Июль 1918 г. Одесса
Осенью 1975 года Толя Якобсон часто приходил ко мне с бутылкой арака, на этикетке которой были изображены два оленя. Толя научился избавляться от невыносимого анисового запаха, выжимая в бутылку лимон. Попивая арак и двигая шахматные фигуры, мы обычно говорили о поэзии. Толя, разумеется, доминировал. Как же любил я ослепительные его импровизации. Однажды он застал меня за чтением Луговского.
— Тебе нравятся его стихи? — спросил Толя.
— Нет, — честно ответил я, — разве что некоторые лирические, ну и «Середина века». Там есть гениальные фрагменты.
— Ну, это ты загнул.
— А вот послушай:
Я знаю, ты хитришь, ты бедных греков
Кидал вперед, блистая медным шлемом,
А сам, с колена холодно прицелясь,
Метал в троянцев бешеные стрелы.
Я знаю, ты один видал Елену
Без покрывала, голую, как рыба,
Когда ворвался вместе с храбрецами
В Приамов полыхающий дворец.
И ты хитро не взял ее с собою,
И ты хитро уйдешь в мою Итаку,
В свою Итаку, царь наш непорочный,
Единственный из мертвых нас свидетель,
Жестоких битв и горестных невзгод.
— «Середина века», — сказал Толя, устроившись в своем любимом кресле-качалке и закуривая, — действительно вершина его творчества.
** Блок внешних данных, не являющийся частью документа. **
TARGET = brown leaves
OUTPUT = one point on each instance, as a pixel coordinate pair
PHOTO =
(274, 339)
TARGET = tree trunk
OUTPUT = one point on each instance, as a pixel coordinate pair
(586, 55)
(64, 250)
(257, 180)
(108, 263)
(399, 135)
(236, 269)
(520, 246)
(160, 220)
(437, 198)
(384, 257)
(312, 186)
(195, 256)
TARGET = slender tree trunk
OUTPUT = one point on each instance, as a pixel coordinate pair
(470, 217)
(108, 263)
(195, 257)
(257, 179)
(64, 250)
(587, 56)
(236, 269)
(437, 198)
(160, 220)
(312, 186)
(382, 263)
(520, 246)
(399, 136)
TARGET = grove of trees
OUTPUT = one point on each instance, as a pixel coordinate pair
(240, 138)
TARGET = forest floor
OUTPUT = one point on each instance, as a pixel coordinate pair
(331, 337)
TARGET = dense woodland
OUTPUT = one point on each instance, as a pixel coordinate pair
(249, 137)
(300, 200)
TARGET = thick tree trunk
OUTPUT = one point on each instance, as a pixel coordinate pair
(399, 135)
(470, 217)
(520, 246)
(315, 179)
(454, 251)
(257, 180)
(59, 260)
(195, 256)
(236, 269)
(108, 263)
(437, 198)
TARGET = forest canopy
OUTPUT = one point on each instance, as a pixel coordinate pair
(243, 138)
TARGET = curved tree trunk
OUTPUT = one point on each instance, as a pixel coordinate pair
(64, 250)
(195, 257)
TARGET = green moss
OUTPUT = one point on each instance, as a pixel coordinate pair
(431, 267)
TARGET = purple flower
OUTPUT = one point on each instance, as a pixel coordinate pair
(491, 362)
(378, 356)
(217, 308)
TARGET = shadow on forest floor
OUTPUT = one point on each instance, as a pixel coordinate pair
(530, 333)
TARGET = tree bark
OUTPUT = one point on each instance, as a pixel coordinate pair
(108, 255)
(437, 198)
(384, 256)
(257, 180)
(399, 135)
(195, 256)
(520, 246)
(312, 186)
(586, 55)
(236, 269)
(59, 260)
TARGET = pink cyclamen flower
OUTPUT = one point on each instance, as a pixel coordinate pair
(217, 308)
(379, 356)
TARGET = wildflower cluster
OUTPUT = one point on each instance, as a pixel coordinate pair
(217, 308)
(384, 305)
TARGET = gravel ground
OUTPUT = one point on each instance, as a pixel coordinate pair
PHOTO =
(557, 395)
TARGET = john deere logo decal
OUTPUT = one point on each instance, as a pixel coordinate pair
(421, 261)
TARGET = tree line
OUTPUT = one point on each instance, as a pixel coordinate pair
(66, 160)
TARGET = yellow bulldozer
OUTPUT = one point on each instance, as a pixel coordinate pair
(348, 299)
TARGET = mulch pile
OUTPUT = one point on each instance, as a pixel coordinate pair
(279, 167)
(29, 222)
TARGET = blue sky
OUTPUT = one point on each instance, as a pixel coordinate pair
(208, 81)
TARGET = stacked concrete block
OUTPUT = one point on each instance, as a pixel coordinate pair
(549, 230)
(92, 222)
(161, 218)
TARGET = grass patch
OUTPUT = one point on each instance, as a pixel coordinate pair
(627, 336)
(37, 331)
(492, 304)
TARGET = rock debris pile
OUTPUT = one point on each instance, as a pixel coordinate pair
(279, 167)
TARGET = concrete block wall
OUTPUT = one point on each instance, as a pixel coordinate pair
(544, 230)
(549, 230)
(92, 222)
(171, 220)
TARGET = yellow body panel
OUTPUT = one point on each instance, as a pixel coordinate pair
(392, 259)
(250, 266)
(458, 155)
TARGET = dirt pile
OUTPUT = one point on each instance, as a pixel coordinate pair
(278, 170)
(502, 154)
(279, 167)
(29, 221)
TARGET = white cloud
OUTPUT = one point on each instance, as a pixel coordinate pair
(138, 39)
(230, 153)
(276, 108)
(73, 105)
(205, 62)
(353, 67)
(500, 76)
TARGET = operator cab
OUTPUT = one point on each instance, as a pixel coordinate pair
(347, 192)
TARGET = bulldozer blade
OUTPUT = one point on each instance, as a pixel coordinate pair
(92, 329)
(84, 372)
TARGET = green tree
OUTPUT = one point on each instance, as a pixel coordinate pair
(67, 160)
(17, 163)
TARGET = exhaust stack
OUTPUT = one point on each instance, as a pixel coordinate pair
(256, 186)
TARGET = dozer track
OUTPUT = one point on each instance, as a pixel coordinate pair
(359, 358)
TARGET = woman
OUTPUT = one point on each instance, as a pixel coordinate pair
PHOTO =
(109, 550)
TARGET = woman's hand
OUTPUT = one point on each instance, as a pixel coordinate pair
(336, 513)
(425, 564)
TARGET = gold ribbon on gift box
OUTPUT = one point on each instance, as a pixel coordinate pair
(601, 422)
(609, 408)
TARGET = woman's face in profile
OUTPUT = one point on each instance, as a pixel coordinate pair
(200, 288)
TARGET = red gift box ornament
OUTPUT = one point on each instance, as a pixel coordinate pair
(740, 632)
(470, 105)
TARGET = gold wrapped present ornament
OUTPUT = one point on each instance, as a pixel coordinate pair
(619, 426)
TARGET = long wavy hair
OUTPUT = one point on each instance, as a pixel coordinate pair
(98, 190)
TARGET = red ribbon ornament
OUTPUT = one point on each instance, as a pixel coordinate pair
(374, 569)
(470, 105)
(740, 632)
Там есть хоть и не гениальные, но весьма яркие страницы, изумительные находки. Но все это ослаблено напыщенной риторикой, дешевым пафосом, мелкостью мысли, страхом подняться над временем и эпохой и высказать о них опережающее суждение. Знаешь, я ведь был однажды у него в гостях, и он меня угощал не такой дрянью, — кивнул Толя на арак, — а французским коньяком.
— Ты никогда об этом не рассказывал.
— Да, как-то к слову не пришлось. Дело в том, что у меня был непродолжительный роман с его дочерью Милой. Она и пригласила меня в гости в дом, где жила вместе с отцом. Это был дом почище иного музея. На стенках потрясающая коллекция оружия. Дамасские клинки, гурда и золинген. Старинные пистолеты. Какие-то удивительные маски и идолы Востока. Гравюры в палисандре и ампире. Мила привела меня в огромный отцовский кабинет, где находились штук десять шкафов с редкими книгами. Хозяин встретил нас радушно. Угостил отменным коньяком. Ну а разговор оказался коротким, незначительным. Я ведь был не первым ухажером его дочери, с которым ему приходилось знакомиться. Но вот внешность Луговского меня поразила.
— А правда, что у него были брови побольше, чем у Брежнева?
— Брежневу такие и не снились. Не зря ведь Луговского называли «бровеносцем советской поэзии». Да и вообще внешность у него была по-былинному героической. Рост — под стать Маяковскому. Плечи — косая сажень. Голос — посуда в буфете дрожит. Героем же он, конечно, не был. Перед советской властью стоял в позе чего изволите. Ну и хватит о нем. Давай лучше Мандельштама почитаем.
* * *
Владимир Луговской поэт весьма одаренный, но его стихам обычно не хватало теплоты, идущей от искреннего сердца. Поэтический мир Луговского широк, просторен, гулок, но в нем редко вспыхивало живое пламя, способное осветить изнутри его холодные неуютные чертоги.
Луговской родился в 1901 году. Почти ровесник века. После революции много времени проводил в Средней Азии, где вместе с пограничниками гонялся за басмачами. Первый его сборник «Сполохи» был издан в 1926 году. Тогда же он стал регулярно печататься в ведущих газетах и журналах. Примкнул к конструктивистам, но был талантливее, лиричнее и глубже, чем многие его коллеги по цеху. У него время от времени появлялись волшебно мерцающие стихи: «Курсантская венгерка», «Медведь» и др.
Революция и Гражданская война, русская история и природа Средней Азии составили первоначальную тематику его поэзии. Многие вещи раннего Луговского написаны с киплинговской лапидарностью и силой. В лучших его стихах о Гражданской войне искренний революционный пафос сочетается с растерянностью поэта перед не всегда понятной ему поступью истории.
В 30-е годы Луговской оставил конструктивистов и перешел в РАПП, где надеялся найти тихую спокойную гавань, но, по, настоянию Горького, Сталин РАПП ликвидировал. Вскоре после этого некоторые стихи поэта подверглись партийной критике. Луговскому пришлось каяться, что он делал с присущей ему надрывной искренностью. Впрочем, все обошлось благополучно, и ему даже доверили преподавание в Литинституте. Его поэтические сборники выходили один за другим. Он стал популярен. Имел успех у женщин. Много путешествовал, сибаритствовал и был похож на большого добродушного медведя.